### dario-dsa's blog

By dario-dsa, 5 years ago, ,

KQUERY
Can anyone help me to solve this problem? I have trouble to put it in BIT way on thinking.
Thanks

 » 5 years ago, # | ← Rev. 3 →   0 it can be solved by sorting the query list by k in descending order (same go for array A)then with each query we add those element from A which is greater than k to it original position in the BIT (you need to keep track of those element which is already added so the total number of update is n (the reason we sort A))then it retrun to a basic problem of adding element and counting the number of element in range :p
•  » » 5 years ago, # ^ |   0 Can you give me a little bit more information?
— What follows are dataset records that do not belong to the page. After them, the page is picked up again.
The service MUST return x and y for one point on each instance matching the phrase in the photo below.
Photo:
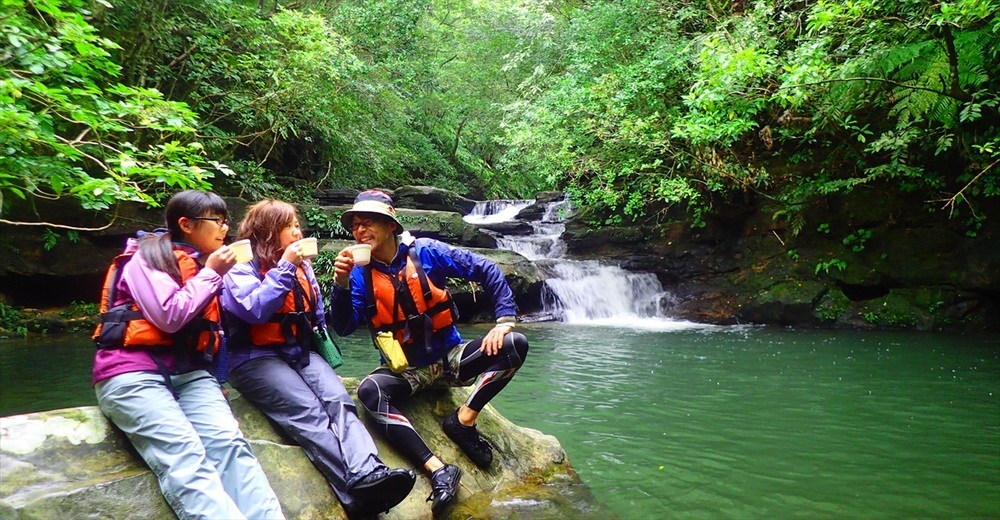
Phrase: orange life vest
(123, 326)
(280, 329)
(408, 301)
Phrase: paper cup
(362, 254)
(310, 247)
(242, 250)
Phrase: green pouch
(325, 347)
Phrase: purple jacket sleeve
(254, 300)
(163, 302)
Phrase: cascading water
(585, 292)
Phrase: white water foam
(584, 292)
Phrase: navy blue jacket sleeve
(442, 261)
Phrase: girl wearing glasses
(159, 331)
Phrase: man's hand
(342, 266)
(494, 339)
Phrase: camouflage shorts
(433, 375)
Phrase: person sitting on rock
(401, 296)
(159, 331)
(271, 306)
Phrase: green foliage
(632, 107)
(69, 129)
(323, 268)
(11, 320)
(831, 263)
(856, 240)
(324, 225)
(81, 310)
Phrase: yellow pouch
(392, 351)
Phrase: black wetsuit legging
(381, 388)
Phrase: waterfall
(584, 292)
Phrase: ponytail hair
(263, 225)
(158, 249)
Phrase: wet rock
(73, 463)
(432, 199)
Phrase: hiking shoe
(444, 486)
(380, 490)
(467, 438)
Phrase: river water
(677, 420)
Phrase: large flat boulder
(73, 463)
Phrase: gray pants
(193, 444)
(312, 406)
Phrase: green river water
(713, 422)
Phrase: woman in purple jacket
(154, 345)
(271, 306)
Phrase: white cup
(242, 250)
(361, 253)
(310, 247)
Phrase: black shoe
(380, 490)
(444, 486)
(467, 438)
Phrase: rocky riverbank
(73, 463)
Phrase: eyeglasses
(221, 221)
(367, 224)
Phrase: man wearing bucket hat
(401, 297)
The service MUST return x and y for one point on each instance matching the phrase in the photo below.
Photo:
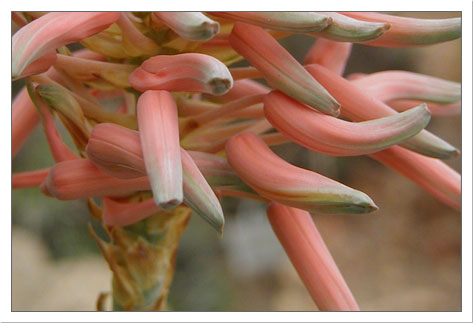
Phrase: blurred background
(405, 257)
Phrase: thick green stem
(142, 257)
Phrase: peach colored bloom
(337, 137)
(395, 85)
(199, 195)
(242, 88)
(90, 70)
(295, 22)
(25, 118)
(431, 174)
(277, 180)
(55, 29)
(183, 72)
(159, 134)
(68, 110)
(359, 106)
(40, 65)
(279, 68)
(346, 29)
(310, 257)
(408, 32)
(59, 149)
(117, 152)
(438, 110)
(80, 178)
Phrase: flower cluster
(190, 129)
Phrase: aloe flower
(24, 119)
(164, 127)
(41, 36)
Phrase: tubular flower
(117, 151)
(346, 29)
(279, 68)
(308, 253)
(400, 85)
(80, 178)
(41, 36)
(184, 72)
(407, 32)
(295, 22)
(189, 25)
(159, 134)
(337, 137)
(280, 181)
(359, 106)
(163, 127)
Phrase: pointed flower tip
(159, 134)
(277, 180)
(199, 195)
(279, 68)
(346, 29)
(193, 26)
(190, 72)
(51, 31)
(338, 137)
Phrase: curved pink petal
(337, 137)
(159, 134)
(395, 85)
(346, 29)
(310, 257)
(189, 25)
(190, 72)
(408, 32)
(433, 175)
(294, 22)
(242, 88)
(437, 110)
(277, 180)
(80, 178)
(54, 30)
(279, 68)
(359, 106)
(330, 54)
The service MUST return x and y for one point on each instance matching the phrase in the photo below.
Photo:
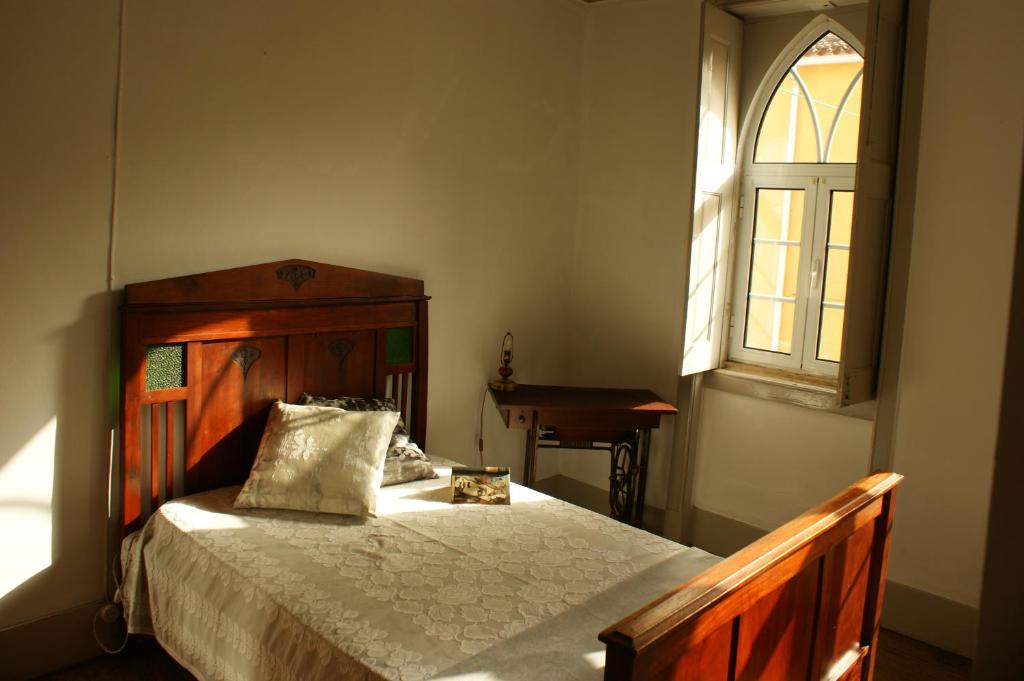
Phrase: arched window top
(814, 114)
•  » » 5 years ago, # ^ | ← Rev. 6 →   +1 well, let sort A in descending order and B[i] be the position of A[i] in the original array , we will solve from the query with greatest k to the query with smallest know we have query (i, j, k), let x be the number such as all element 1..x from A is added to the tree (BIT), set by 0 at firstthen we add all the element A[j] such as j > x and A[j] > k to the tree (at B[i]) element j <= x is already added so ignore themassign x as the greatest j we found aboveall the element added into the tree so far is greater than k so the only thing left is to count the number of element added in range (i, j)is this enough for an explaination I wonder ? :p
•  » » » 21 month(s) ago, # ^ |   0 nicely explained :p
•  » » » 6 months ago, # ^ |   +5 superb explaination
 » 5 years ago, # |   0 Actually, we can solve this problem with a more "classic" way : let's build a segment tree, with a sorted subarray in every vertex. Then we can divide [l, r] into subsegments, and do a Binary Search on subsegments. O(logN ^ 2) for the query.
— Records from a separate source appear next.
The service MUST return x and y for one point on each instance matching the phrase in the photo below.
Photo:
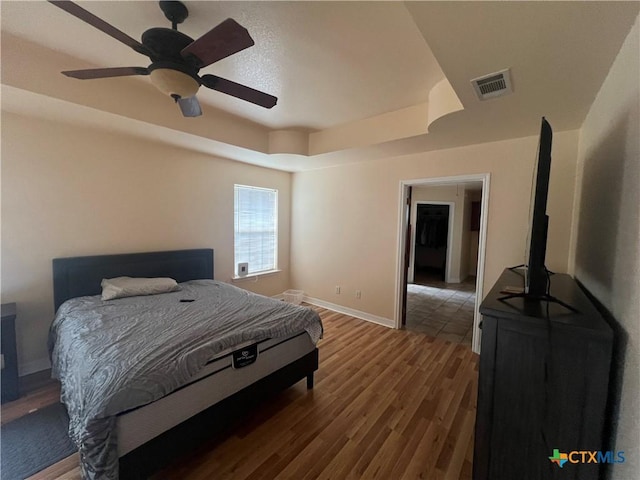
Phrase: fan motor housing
(166, 44)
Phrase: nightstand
(9, 353)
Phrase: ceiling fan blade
(239, 91)
(92, 73)
(88, 17)
(190, 107)
(221, 41)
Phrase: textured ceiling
(355, 80)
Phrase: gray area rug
(35, 441)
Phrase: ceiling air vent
(493, 85)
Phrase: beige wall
(449, 194)
(70, 191)
(345, 219)
(607, 231)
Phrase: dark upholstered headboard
(80, 276)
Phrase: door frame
(412, 257)
(403, 220)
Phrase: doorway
(455, 290)
(431, 241)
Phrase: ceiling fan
(175, 57)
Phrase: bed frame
(80, 276)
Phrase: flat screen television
(537, 276)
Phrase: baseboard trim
(369, 317)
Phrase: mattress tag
(245, 356)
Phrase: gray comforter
(112, 356)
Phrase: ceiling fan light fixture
(174, 82)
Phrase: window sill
(254, 276)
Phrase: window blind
(256, 227)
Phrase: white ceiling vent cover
(493, 85)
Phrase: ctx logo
(585, 456)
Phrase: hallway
(442, 310)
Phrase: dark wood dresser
(9, 353)
(543, 384)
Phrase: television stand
(543, 383)
(536, 298)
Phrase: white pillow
(129, 287)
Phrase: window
(256, 228)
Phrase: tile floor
(442, 310)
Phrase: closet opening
(431, 242)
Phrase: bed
(148, 417)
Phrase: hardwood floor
(387, 404)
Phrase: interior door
(407, 257)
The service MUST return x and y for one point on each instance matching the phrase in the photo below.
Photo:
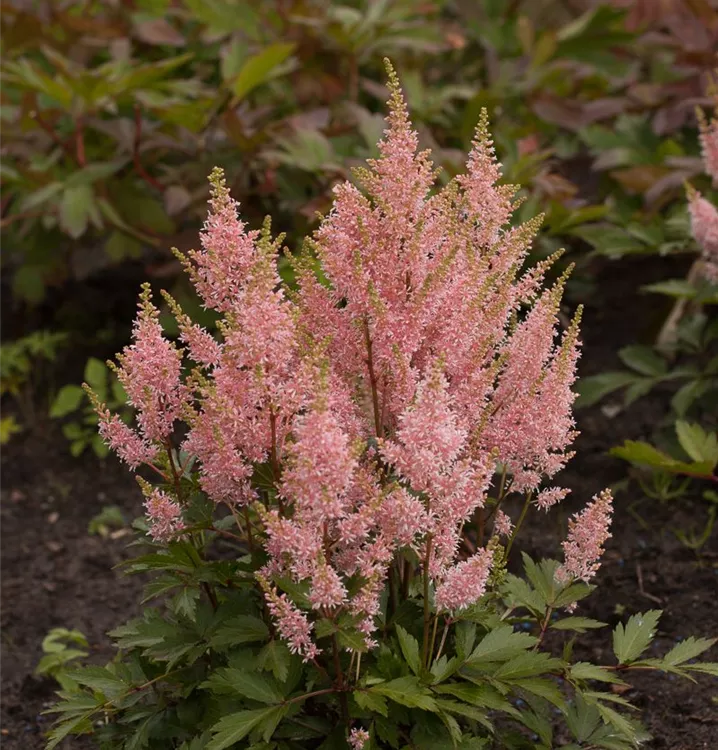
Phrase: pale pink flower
(502, 524)
(150, 372)
(587, 533)
(550, 496)
(128, 445)
(709, 147)
(320, 466)
(327, 589)
(704, 225)
(358, 738)
(465, 583)
(164, 515)
(293, 625)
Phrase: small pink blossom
(293, 625)
(465, 583)
(587, 533)
(502, 524)
(550, 496)
(358, 738)
(704, 225)
(164, 515)
(128, 445)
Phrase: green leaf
(235, 727)
(96, 373)
(527, 664)
(410, 649)
(67, 400)
(253, 685)
(591, 390)
(406, 691)
(644, 360)
(100, 679)
(75, 208)
(259, 68)
(644, 454)
(677, 288)
(371, 702)
(688, 649)
(579, 624)
(239, 629)
(696, 442)
(275, 657)
(583, 670)
(501, 644)
(631, 640)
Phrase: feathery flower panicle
(127, 444)
(709, 144)
(375, 401)
(704, 225)
(588, 531)
(150, 371)
(164, 515)
(465, 583)
(551, 496)
(293, 625)
(358, 738)
(502, 524)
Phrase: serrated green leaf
(410, 648)
(632, 639)
(235, 727)
(239, 629)
(696, 442)
(688, 649)
(371, 702)
(501, 644)
(256, 686)
(259, 68)
(407, 692)
(579, 624)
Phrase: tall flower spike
(588, 531)
(704, 225)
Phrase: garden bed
(57, 575)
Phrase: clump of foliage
(330, 547)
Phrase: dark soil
(55, 574)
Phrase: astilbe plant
(329, 549)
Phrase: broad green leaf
(235, 727)
(68, 399)
(527, 664)
(259, 68)
(501, 644)
(677, 288)
(371, 702)
(696, 442)
(582, 670)
(688, 649)
(631, 640)
(644, 360)
(579, 624)
(75, 209)
(239, 629)
(406, 691)
(410, 648)
(96, 373)
(644, 454)
(256, 686)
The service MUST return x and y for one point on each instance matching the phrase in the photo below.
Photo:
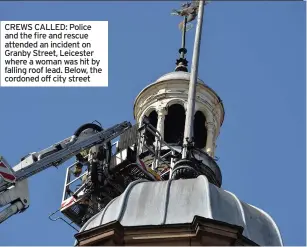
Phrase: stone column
(210, 145)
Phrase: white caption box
(54, 54)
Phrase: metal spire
(189, 12)
(188, 131)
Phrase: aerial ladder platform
(14, 193)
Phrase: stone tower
(185, 204)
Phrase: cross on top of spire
(188, 11)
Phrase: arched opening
(174, 124)
(153, 120)
(200, 130)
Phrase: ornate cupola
(183, 203)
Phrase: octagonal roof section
(177, 75)
(178, 201)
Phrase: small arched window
(200, 130)
(153, 120)
(174, 124)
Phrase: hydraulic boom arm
(13, 182)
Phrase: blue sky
(252, 55)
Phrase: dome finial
(189, 12)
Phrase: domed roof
(175, 76)
(178, 201)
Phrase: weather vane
(188, 11)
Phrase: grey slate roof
(178, 201)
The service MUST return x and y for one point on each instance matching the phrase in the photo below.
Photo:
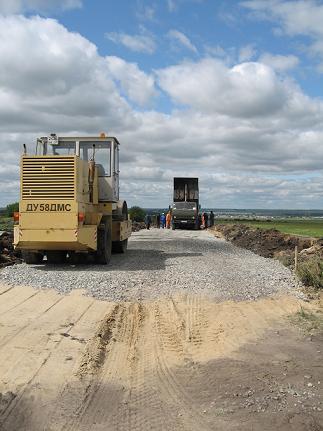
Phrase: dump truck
(185, 208)
(69, 201)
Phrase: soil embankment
(183, 362)
(164, 338)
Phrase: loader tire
(32, 257)
(120, 246)
(103, 253)
(56, 257)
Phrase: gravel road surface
(163, 262)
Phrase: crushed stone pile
(265, 242)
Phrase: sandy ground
(178, 363)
•  » » 5 years ago, # ^ |   0
 » 5 years ago, # |   +1 Check this code http://mohamedmosamin.wordpress.com/2013/09/03/spoj-3266-k-query-kquery/. Use it the same idea that shows lazycode97
 » 4 years ago, # |   0 Create a large area in which you are going to store both the queries (represented by their k values) and the numbers of the original array. Now sort this array in non-increasing order (remember to store the original positions in a separate array).Suppose that you have a segment tree (initially all zeros).Now scan the array from left to right. If the current number was a number in the original array, update it's value to 1 (in the segment tree). If the current number (call it x) is a query then we know that all numbers greater than x have been inserted in the segment tree because we sorted the array (so all intervals that contain it have been updated); execute a range sum query to get the answer.Queries were scrambled when we sorted the array, so you need to print them in the order they were given.The time limit for this problem is tight (1500 ms). Use a Fenwick tree and use static arrays instead of vectors.
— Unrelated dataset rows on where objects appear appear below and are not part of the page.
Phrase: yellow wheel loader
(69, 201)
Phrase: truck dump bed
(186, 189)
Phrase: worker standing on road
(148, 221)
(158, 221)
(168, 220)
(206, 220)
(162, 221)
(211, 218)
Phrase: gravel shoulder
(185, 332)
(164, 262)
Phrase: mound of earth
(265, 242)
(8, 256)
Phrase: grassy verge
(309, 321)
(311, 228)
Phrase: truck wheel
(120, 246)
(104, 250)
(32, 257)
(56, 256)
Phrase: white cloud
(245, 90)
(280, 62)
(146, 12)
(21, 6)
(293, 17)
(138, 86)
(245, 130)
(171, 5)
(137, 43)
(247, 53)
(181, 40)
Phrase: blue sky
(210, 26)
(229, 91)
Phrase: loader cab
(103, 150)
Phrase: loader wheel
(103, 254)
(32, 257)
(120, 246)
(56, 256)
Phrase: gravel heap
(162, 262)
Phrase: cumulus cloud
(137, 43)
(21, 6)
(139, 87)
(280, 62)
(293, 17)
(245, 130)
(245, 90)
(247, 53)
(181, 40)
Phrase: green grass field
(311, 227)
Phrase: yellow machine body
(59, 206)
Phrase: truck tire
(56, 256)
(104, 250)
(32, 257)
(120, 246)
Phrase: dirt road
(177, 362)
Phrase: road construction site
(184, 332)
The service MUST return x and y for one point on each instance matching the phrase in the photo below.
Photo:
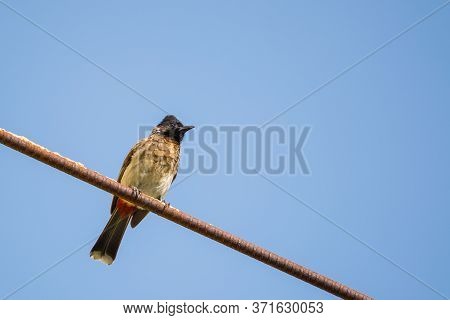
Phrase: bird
(150, 167)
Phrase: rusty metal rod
(94, 178)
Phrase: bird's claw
(136, 192)
(166, 205)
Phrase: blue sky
(377, 150)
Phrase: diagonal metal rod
(94, 178)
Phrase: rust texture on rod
(94, 178)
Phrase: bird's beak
(186, 128)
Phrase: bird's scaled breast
(153, 167)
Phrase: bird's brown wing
(125, 164)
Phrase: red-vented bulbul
(151, 166)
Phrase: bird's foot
(136, 192)
(166, 205)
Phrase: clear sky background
(378, 150)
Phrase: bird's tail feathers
(107, 245)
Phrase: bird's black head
(172, 128)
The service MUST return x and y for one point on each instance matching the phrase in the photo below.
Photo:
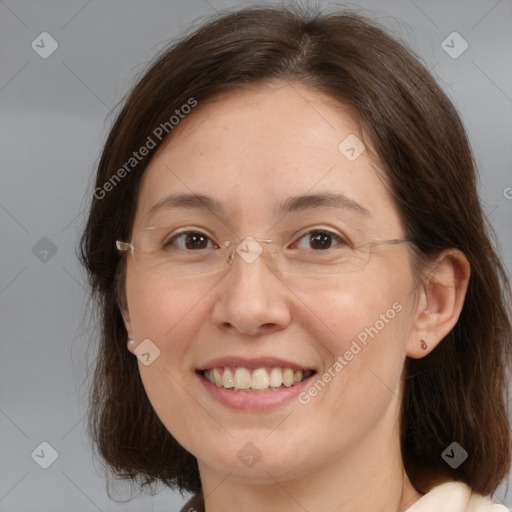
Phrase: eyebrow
(290, 205)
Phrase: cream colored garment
(455, 497)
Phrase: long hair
(456, 393)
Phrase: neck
(368, 476)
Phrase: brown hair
(456, 393)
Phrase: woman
(300, 305)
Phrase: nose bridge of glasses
(250, 248)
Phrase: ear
(440, 302)
(122, 303)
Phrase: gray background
(54, 118)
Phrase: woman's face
(252, 152)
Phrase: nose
(251, 299)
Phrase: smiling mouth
(255, 380)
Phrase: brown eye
(190, 241)
(319, 240)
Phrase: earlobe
(440, 302)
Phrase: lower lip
(253, 401)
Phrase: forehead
(253, 148)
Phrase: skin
(249, 150)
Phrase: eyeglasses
(193, 253)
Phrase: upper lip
(253, 363)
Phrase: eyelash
(341, 240)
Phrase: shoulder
(195, 504)
(455, 497)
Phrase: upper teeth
(241, 378)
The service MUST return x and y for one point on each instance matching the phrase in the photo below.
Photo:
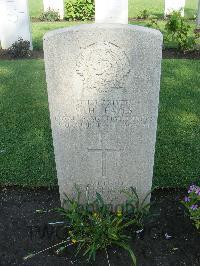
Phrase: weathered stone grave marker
(103, 91)
(56, 5)
(174, 5)
(15, 22)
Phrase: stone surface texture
(103, 91)
(174, 5)
(111, 11)
(14, 22)
(57, 5)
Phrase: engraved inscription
(102, 113)
(103, 66)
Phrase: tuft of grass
(154, 7)
(26, 150)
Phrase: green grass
(40, 28)
(178, 139)
(25, 141)
(35, 8)
(26, 144)
(155, 7)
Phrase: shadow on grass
(178, 137)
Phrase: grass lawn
(26, 145)
(40, 28)
(155, 7)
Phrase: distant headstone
(174, 5)
(15, 22)
(57, 5)
(111, 11)
(198, 15)
(103, 90)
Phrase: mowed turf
(40, 28)
(155, 7)
(26, 151)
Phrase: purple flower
(194, 188)
(187, 199)
(198, 191)
(194, 207)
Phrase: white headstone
(103, 91)
(15, 23)
(57, 5)
(111, 11)
(174, 5)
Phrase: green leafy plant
(95, 226)
(19, 49)
(80, 10)
(144, 14)
(192, 203)
(50, 15)
(96, 229)
(178, 30)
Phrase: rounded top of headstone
(113, 27)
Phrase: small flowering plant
(192, 203)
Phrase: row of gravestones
(15, 22)
(14, 16)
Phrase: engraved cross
(104, 152)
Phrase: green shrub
(178, 30)
(19, 49)
(80, 10)
(50, 15)
(95, 226)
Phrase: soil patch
(168, 238)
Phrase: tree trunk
(198, 15)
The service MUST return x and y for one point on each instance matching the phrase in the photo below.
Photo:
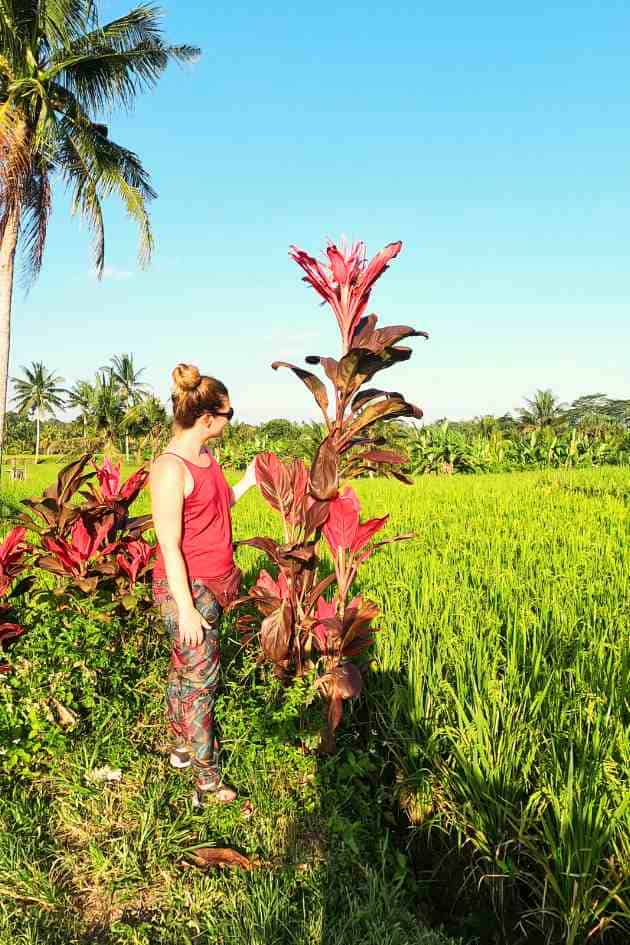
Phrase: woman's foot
(180, 758)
 » 4 months ago, # | ← Rev. 2 →   0 I get WA on this problem, but i don't know why.. Can someone please help me ?here is my implementation
•  » » 4 months ago, # ^ |   0 You can solve this problem using segment tree with vectors. At every node, you store a sorted vector in segment tree.Here is my implementation using segment tree with vectors
•  » » » 4 months ago, # ^ |   0 Bro i think your code is for a similarly named problem KQUERYO. that code will probably not work here due to stricter time limits.